RA Recommendations 2013: What’s New?
“The 2010 recommendations were not about saying that the combination of csDMARD therapies was wrong, but that it was not necessary,” said Prof. Josef Smolen, MD, Vienna. Based on new findings, however, these combination therapies can now be advocated somewhat more explicitly. According to Prof. Smolen, it is necessary to put the 2013 EULAR recommendations in perspective. Compared to 2010 recommendations:
the 2013 EULAR recommendations continue to emphasize the efficacy of csDMARDS, including combination therapy (first-line).
they consider all biological agents to be equally effective and safe for initial biological therapy (secondline).
they reiterate the preference for the use of biologics in combination with MTX, rather than monotherapy.
they do not in any way recommend the use of biologics as a first-DMARD strategy.
they deal with biosimilars and tofacitinib.
Compared to the ACR 2012 update:
- the 2013 EULAR recommendations are of a more general nature. They do not list individual scenarios.
- they deal with glucocorticoids, but not with minocycline.
- they do not recommend the use of biologics as a first-treatment strategy. This is because the efficacy of a treat-to-target strategy with the addition of biologics after inadequate response to MTX has high rates of evidence.
- they do not recommend monotherapy with TNF inhibitors or other biologics.

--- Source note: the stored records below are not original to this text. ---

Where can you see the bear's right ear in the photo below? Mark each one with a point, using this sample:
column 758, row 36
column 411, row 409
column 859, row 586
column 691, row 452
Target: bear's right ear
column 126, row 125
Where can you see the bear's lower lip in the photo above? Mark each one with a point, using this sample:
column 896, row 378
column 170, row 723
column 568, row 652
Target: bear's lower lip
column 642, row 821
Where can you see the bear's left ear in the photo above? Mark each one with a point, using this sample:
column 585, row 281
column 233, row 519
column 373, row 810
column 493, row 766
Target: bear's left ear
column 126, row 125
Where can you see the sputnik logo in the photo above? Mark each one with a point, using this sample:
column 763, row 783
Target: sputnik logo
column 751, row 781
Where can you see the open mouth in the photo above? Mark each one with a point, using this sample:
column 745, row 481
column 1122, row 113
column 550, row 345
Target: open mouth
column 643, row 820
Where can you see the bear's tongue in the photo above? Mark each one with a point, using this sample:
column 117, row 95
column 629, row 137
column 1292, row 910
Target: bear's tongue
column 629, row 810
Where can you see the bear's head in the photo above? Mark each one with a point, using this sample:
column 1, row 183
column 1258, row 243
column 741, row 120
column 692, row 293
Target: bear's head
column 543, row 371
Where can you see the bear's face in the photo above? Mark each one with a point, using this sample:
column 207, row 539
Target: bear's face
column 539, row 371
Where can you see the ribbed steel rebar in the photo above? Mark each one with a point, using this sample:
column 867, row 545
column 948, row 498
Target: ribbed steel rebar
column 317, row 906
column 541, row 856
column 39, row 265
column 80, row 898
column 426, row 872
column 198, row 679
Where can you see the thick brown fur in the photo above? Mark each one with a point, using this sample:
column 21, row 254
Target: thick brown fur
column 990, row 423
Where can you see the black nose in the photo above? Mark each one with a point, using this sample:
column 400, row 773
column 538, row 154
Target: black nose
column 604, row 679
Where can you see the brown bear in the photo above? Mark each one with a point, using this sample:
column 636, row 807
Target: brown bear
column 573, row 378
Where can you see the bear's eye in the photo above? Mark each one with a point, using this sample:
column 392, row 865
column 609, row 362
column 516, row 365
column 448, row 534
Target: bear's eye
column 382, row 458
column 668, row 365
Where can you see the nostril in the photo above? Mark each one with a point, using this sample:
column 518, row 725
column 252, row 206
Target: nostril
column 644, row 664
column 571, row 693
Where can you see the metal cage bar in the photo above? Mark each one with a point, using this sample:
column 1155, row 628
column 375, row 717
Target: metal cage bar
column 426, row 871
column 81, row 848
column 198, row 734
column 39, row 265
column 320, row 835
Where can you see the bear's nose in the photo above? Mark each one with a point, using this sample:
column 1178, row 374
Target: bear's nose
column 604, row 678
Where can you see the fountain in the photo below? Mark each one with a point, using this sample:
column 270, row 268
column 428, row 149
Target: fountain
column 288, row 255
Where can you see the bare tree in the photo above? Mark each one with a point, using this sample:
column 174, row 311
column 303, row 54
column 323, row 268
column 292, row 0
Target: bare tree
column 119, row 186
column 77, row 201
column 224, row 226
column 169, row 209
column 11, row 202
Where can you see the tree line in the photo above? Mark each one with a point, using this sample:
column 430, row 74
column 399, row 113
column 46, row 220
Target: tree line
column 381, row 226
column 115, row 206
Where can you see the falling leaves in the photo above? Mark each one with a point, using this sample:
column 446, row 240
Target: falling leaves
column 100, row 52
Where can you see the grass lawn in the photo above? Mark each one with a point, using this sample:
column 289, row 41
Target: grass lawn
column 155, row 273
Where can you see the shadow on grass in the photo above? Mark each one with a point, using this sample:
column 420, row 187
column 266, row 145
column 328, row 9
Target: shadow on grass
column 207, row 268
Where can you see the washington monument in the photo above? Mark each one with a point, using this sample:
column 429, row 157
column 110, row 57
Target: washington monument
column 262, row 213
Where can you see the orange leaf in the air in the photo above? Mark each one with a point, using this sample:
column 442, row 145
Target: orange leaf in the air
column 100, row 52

“Overall, the EULAR 2013 Update has been developed for a broad target audience. Addressed are, of course, rheumatologists, patients, physicians, scientists, but also other representatives of the healthcare system such as hospital managers, health insurers and politicians. We invoke three overarching principles: First, we want to examine treatment targets, and second, we want to identify treatment approaches and assess their risk, always addressing conventional, biologic, “targeted synthetic,” and biosimilar DMARDs,” Prof. Smolen concluded. “Our recommendations are based on three systematic literature reviews: The first looked at conventional DMARDs, the second at biologics, and the third at safety issues.”
Source: “Update of EULAR Rheumatoid Arthritis Management Recommendations,” EULAR, June 12-15, 2013, Madrid.
Literature:
- Van Vollenhoven RF, et al: Conventional combination treatment versus biological treatment in methotrexate-refractory early rheumatoid arthritis: 2 year follow-up of the randomised, non-blinded, parallel-group Swefot trial. Lancet. 2012 May 5; 379(9827): 1712-1720.
- Moreland LW, et al: A randomized comparative effectiveness study of oral triple therapy versus etanercept plus methotrexate in early aggressive rheumatoid arthritis: the treatment of Early Aggressive Rheumatoid Arthritis Trial. Arthritis Rheum. 2012 Sep; 64(9): 2824-35.
- Porter DR, et al: Step-up therapy remains an appropriate option. Ann Rheum Dis 2013; 72: 72-78.